Member of Ghana Parliament for Bunkpurugu-Yunyoo Constituency
- In office 7 January 2009 – 6 January 2013
- Preceded by: Joseph Yaani Labik

Personal details
- Born: 6 June 1959 (age 67) Najong, Northern Region, Ghana)
- Party: National Democratic Congress
- Children: 9
- Alma mater: University of Education, Winneba
- Occupation: Politician
- Profession: Teacher

= Emmanuel Kwame Duut =

Ghanaian politician

Emmanuel Kwame Duut (born 6 June 1959) is a Ghanaian politician and a member of the Fifth Parliament of the Fourth Republic of Ghana representing the Bunkpurugu-Yungoo Constituency in the Northern Region of Ghana.
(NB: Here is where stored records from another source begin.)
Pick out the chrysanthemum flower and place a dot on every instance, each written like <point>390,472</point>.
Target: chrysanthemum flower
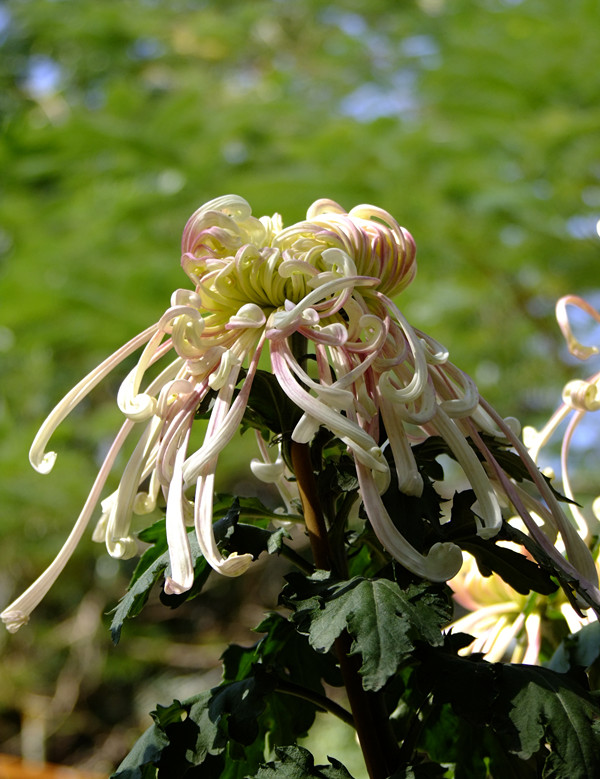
<point>579,397</point>
<point>505,625</point>
<point>502,621</point>
<point>256,287</point>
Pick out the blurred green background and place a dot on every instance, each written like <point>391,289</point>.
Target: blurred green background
<point>475,122</point>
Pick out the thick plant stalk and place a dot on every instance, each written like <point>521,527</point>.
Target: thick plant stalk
<point>379,748</point>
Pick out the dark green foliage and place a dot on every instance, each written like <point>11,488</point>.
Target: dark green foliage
<point>385,621</point>
<point>297,763</point>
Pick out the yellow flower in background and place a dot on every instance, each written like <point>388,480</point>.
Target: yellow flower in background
<point>256,287</point>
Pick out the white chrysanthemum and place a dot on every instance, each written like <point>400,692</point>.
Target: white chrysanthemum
<point>329,279</point>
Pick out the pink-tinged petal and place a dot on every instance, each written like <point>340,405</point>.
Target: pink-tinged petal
<point>580,564</point>
<point>575,347</point>
<point>361,443</point>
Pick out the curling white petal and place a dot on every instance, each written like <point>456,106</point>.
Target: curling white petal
<point>43,461</point>
<point>442,562</point>
<point>17,613</point>
<point>235,564</point>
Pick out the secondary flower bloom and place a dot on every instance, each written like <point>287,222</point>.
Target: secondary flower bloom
<point>502,621</point>
<point>257,286</point>
<point>505,625</point>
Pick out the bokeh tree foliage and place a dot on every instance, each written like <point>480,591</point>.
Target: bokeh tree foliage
<point>475,122</point>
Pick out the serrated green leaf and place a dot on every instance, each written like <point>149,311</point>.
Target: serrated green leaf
<point>384,620</point>
<point>151,567</point>
<point>538,706</point>
<point>296,762</point>
<point>578,650</point>
<point>287,657</point>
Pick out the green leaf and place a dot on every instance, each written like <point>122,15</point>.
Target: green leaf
<point>269,408</point>
<point>297,763</point>
<point>538,706</point>
<point>419,771</point>
<point>578,650</point>
<point>231,535</point>
<point>384,620</point>
<point>287,657</point>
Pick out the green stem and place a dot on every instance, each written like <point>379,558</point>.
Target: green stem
<point>379,747</point>
<point>322,701</point>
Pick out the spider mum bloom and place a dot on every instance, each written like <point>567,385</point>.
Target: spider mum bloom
<point>257,286</point>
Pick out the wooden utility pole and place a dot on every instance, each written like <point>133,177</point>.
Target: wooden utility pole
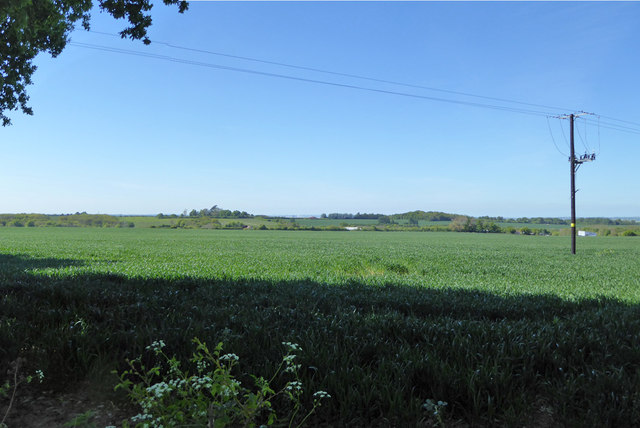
<point>574,164</point>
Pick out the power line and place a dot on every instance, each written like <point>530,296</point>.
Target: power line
<point>302,79</point>
<point>355,76</point>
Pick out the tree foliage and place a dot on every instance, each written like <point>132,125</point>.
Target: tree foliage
<point>28,27</point>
== Early life and education ==
Duut was born on 6 June 1959 in Najong, in the Northern Region of Ghana. He attended the University of Education, Winneba (UEW) in 2004 and obtained Bachelor of Education (B.Ed.).

== Career ==
He was the Assistant Headmaster for the Bunkpurugu-Yunyoo Senior High School and a member of parliament for the Bunkpurugu-Yunyoo Constituency (2009-2013).

== Politics ==
He was first elected into parliament on the ticket of the National Democratic Congress(NDC) during the December 2008 Ghanaian general election as the member of Parliament for the Bunkpurugu-Yunyoo Constituency in the Northern Region of Ghana. During the 2008 election, he polled 9,205 votes out of the 32,078 valid votes cast representing 28.7%. He contested again in the 2012 Ghanaian general election and was defeated by Solomon Namliit Boar, a member of the New Patriotic Party who obtained 10,829 votes representing 38.85%. He served only one term as a parliamentarian.

== Personal life ==
He is married with nine children. He is a Christian and a member of the Catholic Church.